La duquesa de Croydon sabía que lo que vendría podría ser lo más importante que jamás hubiera hecho. No podía cometer una equivocación, ni vacilar, ni regatear por estrechez de criterio. Cuando se jugaban las cosas más importantes, había que hacer las apuestas más altas. Intentaba apostar sobre la codicia del gordo. Debía hacerlo en tal forma que asegurara el resultado más allá de toda duda.
– No le pagaremos diez mil dólares -declaró con decisión-. Le pagaremos veinticinco mil.
Los ojos del detective se le salían de las órbitas.
– A cambio de eso -continuó en la misma forma-, usted conducirá el coche hacia el Norte.
Ogilvie continuaba mirando.
– Veinticinco mil dólares -repitió la duquesa-. Diez mil ahora y quince mil cuando se encuentre con nosotros en Chicago.
Aún sin hablar, el gordo se chupó los labios. Sus ojos como cuentas, incrédulos, fijos en ella. El silencio se mantuvo.
Luego, mientras la duquesa lo miraba con intensidad, él hizo un leve gesto de asentimiento.
El silencio continuaba. Al fin Ogilvie habló:
– ¿Le molesta el cigarro, duquesa?
Como ella asintiera, lo apagó.
12
– Es una cosa extraña. -Christine bajó la gran minuta multicolor.- Tengo la sensación de que esta semana va a suceder algo trascendental.
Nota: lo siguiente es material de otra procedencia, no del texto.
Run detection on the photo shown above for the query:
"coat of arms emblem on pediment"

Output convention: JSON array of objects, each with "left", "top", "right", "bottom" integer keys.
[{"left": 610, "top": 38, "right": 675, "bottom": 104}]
Peter McDermott sonrió a través de la mesa, alumbrada por un candelabro, la platería y mantelería reluciente.
– Quizá ya haya sucedido.
– No, por lo menos en la forma a que usted se refiere. Es una cosa incómoda, quisiera poder quitármela.
– La comida y el vino obran maravillas.
Ella rió, respondiendo a su estado de ánimo, y cerró la minuta.
– Pida usted para los dos.
Estaban en el «Restaurante deBrennan», en el French Quarter. Una hora antes, conduciendo un automóvil que había alquilado en el mostrador de la agencia «Hertz», en el vestíbulo principal del «St. Gregory», Peter había recogido a Christine en su apartamento. Estacionaron el coche en Iberville, al entrar en el Quarter, y caminaron a lo largo de Royal Street, deteniéndose en los escaparates de las casas de antigüedades, con su extraña mezcla de objets d'art, un bric-a-brac de cosas importadas y de armas de los Confederados… cualquier espada de esta caja, diez dólares. Era una noche cálida y sofocante, con los ruidos de Nueva Orleáns rodeándolos: un profundo gruñido de los ómnibus en las calles estrechas, el clop-clop y cascabel de un fiacre, y la melancólica sirena de un carguero que se alejaba por el Mississippi.